Step 2: Key Formula or Approach:
The most common approach for number series is to find the difference between consecutive terms. If a clear pattern doesn't emerge, we can look for the difference of the differences (second-order difference) or patterns involving multiplication, squares, cubes, etc.
Step 3: Detailed Explanation:
The given series is 7, 10, 16, 28, 52, ...

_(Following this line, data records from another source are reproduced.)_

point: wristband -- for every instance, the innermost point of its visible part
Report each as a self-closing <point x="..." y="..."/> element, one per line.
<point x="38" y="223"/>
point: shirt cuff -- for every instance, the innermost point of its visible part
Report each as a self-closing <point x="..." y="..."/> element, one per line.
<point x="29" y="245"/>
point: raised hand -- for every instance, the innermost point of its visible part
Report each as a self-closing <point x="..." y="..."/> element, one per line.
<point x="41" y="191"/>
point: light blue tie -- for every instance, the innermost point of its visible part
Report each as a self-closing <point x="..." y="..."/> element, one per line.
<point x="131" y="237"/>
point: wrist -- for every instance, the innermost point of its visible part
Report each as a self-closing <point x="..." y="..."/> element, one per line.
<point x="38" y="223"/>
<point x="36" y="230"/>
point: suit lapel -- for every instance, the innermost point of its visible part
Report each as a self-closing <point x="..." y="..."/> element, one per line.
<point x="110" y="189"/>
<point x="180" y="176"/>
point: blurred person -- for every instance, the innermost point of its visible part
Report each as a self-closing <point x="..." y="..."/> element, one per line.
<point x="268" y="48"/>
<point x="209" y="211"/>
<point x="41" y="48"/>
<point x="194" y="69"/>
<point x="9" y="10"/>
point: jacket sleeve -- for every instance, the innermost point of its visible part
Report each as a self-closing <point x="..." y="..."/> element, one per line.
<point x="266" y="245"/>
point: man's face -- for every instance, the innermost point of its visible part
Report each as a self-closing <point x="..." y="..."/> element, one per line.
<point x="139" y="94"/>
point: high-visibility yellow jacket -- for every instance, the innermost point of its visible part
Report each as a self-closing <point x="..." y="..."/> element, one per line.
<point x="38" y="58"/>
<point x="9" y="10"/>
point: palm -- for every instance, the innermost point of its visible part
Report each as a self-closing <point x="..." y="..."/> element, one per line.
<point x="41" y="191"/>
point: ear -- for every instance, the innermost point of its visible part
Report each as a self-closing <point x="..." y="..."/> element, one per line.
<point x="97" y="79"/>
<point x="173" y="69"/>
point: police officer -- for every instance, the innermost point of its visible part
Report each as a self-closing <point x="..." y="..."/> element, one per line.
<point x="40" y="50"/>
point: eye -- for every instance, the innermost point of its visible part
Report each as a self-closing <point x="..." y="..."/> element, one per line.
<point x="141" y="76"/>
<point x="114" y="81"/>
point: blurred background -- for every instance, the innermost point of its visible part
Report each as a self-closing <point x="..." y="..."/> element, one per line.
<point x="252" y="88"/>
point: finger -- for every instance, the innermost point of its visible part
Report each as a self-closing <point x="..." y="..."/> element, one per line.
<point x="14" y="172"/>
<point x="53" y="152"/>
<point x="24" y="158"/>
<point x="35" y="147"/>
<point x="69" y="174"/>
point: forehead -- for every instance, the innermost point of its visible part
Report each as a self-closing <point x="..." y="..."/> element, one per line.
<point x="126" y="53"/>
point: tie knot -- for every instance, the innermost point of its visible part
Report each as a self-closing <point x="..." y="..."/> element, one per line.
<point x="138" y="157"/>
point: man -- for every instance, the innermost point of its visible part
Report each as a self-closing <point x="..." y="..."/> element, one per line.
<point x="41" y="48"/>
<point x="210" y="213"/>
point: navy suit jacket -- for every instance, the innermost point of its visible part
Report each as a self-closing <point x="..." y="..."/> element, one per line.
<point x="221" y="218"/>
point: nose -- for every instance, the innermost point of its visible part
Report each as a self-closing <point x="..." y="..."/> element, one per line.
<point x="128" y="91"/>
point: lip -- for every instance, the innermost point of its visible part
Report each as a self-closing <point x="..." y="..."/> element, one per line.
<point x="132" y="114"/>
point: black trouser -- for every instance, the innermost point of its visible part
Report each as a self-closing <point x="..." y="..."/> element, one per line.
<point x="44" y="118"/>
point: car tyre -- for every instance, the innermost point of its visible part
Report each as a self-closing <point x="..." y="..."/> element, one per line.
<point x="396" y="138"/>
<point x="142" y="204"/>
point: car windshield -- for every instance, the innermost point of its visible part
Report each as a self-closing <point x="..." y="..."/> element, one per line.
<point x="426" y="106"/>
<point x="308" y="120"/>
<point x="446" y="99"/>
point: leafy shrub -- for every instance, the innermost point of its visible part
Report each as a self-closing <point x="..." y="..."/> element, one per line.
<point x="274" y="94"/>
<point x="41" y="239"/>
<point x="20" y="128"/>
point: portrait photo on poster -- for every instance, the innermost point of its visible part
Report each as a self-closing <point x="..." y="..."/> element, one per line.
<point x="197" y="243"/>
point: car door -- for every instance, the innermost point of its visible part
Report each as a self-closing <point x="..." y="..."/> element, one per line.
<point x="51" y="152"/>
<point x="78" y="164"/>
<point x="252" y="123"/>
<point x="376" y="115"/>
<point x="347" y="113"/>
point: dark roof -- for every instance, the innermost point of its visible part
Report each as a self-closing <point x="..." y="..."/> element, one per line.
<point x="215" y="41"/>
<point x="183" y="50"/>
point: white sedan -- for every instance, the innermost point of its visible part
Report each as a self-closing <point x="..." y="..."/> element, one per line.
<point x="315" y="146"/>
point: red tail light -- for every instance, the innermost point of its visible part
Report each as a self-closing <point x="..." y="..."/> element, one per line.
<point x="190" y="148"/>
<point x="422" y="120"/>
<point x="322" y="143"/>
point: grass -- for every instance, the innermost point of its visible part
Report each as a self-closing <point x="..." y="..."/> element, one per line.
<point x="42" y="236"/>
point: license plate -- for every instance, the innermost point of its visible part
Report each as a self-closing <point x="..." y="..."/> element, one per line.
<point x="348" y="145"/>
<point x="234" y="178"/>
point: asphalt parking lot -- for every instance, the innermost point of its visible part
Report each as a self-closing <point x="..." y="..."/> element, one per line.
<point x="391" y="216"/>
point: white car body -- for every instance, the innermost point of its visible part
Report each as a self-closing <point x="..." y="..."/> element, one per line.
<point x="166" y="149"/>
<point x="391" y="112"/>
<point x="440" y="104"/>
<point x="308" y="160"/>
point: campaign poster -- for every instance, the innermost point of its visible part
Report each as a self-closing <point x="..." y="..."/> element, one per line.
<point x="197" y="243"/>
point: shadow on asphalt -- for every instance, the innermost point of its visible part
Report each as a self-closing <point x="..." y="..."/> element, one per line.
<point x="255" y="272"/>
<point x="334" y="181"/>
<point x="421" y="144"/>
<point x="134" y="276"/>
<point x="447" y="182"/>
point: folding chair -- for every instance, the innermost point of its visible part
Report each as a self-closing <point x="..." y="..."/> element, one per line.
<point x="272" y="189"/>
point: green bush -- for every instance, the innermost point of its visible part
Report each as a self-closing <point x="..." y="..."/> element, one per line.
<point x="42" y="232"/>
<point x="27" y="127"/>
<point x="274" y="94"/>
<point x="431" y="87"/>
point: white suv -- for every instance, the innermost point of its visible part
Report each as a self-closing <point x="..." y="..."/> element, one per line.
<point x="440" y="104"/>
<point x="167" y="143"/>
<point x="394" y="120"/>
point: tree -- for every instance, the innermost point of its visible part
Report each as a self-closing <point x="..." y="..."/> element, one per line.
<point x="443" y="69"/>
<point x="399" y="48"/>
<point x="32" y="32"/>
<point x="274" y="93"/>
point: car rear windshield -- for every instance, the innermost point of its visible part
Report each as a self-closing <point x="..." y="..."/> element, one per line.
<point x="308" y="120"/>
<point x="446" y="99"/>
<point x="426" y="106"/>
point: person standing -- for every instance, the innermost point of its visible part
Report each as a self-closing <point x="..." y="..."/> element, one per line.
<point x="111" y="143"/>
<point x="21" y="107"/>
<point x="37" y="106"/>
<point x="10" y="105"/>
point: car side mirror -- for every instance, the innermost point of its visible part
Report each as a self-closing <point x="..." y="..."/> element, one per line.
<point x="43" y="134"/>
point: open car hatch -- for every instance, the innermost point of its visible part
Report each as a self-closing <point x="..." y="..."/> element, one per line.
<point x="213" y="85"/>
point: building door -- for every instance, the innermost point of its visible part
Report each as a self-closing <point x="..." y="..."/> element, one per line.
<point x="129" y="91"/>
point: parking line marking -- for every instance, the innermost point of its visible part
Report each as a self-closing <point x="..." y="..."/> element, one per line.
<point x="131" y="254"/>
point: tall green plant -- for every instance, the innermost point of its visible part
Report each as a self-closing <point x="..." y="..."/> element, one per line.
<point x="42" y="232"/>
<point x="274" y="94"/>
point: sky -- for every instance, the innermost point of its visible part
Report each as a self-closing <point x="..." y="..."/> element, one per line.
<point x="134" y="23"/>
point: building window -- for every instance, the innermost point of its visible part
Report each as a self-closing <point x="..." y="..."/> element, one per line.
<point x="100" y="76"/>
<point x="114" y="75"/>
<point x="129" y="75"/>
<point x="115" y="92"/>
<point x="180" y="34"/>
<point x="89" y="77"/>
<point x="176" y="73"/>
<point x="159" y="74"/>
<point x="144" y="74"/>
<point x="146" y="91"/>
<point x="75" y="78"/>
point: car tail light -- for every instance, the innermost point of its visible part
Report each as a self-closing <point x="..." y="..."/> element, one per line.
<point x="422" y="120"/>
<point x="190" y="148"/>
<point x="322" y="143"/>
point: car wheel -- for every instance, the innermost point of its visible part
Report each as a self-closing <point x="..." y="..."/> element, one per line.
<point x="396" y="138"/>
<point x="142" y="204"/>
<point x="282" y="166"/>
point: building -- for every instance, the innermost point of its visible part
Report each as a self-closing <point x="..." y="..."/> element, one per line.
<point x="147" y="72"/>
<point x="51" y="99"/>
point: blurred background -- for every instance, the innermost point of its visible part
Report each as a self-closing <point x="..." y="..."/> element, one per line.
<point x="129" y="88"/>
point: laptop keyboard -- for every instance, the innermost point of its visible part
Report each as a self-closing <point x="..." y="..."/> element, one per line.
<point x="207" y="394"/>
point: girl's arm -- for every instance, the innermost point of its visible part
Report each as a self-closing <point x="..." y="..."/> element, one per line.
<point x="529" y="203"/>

Let's find the difference between consecutive terms:
\[ 10 - 7 = 3 \]
\[ 16 - 10 = 6 \]
\[ 28 - 16 = 12 \]
\[ 52 - 28 = 24 \]
The differences are 3, 6, 12, 24.
We can observe a clear pattern in these differences: each difference is double the previous one.
\[ 3 \times 2 = 6 \]
\[ 6 \times 2 = 12 \]
\[ 12 \times 2 = 24 \]
So, the next difference in the sequence should be:
\[ 24 \times 2 = 48 \]
To find the next term in the original series, we add this difference to the last term (52).
\[ \text{Next Term} = 52 + 48 = 100 \]
Step 4: Final Answer:
The next number in the series is 100.